The fort is located along the coast, implanted west of Angra, in an area that historically permitted access to ships. Over a rocky coastal shore, the fort followed the slope until the sea level, today in the bathing area of Negrito. The sea pools are located in the east, with spaces to the east and south for sunbathing, accessible from stone steps, with garden, ovens, bar and parking along a western strip. Immediately nearby is the Forte da Igreja (Fort of the Church). Arranged along the battlements are various artillery pieces.

It is a rectangular fort with an inflected eastern zone, with a building in the interior occupying almost the entire north face.

The battlements extend along the coastal slope, with the exterior (to the west) escarpment facing the land, painted in white and corners in stonework. This area is crowned by a smooth parapet, while stonework covers the remaining facades, crowned in parapets with merlons and canons in the north and northeast corner, there with metallic tubular guard, painted in blue.
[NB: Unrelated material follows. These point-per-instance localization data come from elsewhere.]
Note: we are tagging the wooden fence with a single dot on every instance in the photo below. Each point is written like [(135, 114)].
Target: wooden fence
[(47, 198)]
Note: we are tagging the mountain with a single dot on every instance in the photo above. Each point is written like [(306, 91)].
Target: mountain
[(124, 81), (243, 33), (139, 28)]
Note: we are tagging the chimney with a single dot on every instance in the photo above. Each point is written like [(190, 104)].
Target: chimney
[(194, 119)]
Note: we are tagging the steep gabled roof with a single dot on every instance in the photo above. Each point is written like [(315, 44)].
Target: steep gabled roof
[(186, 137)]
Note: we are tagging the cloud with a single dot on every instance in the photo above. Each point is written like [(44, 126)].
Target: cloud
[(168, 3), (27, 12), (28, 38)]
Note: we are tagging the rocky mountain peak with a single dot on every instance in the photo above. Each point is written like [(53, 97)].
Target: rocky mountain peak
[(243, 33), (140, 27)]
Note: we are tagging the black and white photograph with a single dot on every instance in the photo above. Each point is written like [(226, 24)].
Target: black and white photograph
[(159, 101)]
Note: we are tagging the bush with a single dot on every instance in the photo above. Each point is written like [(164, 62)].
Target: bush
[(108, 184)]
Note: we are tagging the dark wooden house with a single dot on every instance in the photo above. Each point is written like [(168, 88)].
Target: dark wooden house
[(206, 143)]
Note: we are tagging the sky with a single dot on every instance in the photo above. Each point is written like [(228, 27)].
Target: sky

The facade that faces land is broken by a rectangular door, frame and almost at a right angle, three firing emplacements, also framed. In the fort's northwest angle protrudes the interior body, also visible above the northern curtain.

===Interior===
The interior has a rectangular plan, with simple volumes and homogeneous covering in tile, decorated in stark simple edge. The walls are decorated and painted in white, with corners in stonework and principal facade to the south, broken by two rectangular doors, all framed.

Within the interior, there are two small dependencies, the smallest for the guard, and the other acting as warehouse. The walls in these interiors are painted in white, with the corners and ceiling stuccoed. The large courtyard has covered in pavement.